We are given:
The reduction in separation is due to the fact that Car 2 continues moving at $v_{max}$ for time $t_r$ while Car 1 is already slowing down.
Consider the velocity-time graph of the braking phase. Car 2’s velocity profile is identical to Car 1’s but shifted by time $t_r$.
The distance traveled by Car 2 during braking phase is: $$ d_2 = (v_{max} \times t_r) + d_{brake} $$ The distance traveled by Car 1 during braking phase is: $$ d_1 = d_{brake} $$ (Where $d_{brake}$ is the distance covered during actual deceleration $v \to 0$).

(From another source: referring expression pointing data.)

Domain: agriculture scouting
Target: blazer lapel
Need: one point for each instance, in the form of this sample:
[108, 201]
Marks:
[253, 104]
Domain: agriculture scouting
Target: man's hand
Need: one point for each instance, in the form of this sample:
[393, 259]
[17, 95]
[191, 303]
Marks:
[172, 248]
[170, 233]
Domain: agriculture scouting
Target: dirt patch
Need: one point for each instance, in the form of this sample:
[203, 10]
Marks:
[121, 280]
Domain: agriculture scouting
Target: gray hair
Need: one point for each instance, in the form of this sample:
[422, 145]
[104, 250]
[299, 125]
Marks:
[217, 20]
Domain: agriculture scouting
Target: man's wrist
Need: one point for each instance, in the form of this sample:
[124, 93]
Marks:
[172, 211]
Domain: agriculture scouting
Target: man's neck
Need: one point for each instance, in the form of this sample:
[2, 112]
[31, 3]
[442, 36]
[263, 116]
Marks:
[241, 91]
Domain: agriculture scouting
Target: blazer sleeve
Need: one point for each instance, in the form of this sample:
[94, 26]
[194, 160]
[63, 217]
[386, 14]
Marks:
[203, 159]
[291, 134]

The change in separation $\Delta S$ is the difference in distance traveled: $$ \Delta S = d_2 – d_1 = v_{max} \times t_r $$
We need the separation to drop from $110 \text{ m}$ to $10 \text{ m}$. $$ \Delta S = 110 – 10 = 100 \text{ m} $$ Using the relation derived above: $$ v_{max} \times t_r = 100 $$ $$ 20 \times t_r = 100 \implies t_r = 5 \text{ s} $$
The reaction time is fixed at $5 \text{ s}$ by the distance constraint. Does this constrain the deceleration $a_b$?
The only mathematical constraint provided in the problem statement is that the maximum deceleration capability is $4 \text{ m/s}^2$.
Therefore:
$$ a_b \le 4 \text{ m/s}^2 $$
Within this limit, any constant deceleration will result in the same final separation of $10 \text{ m}$ as long as the delay is maintained at $5 \text{ s}$. The specific value of $a_b$ cancels out in the relative distance calculation ($d_2 – d_1$).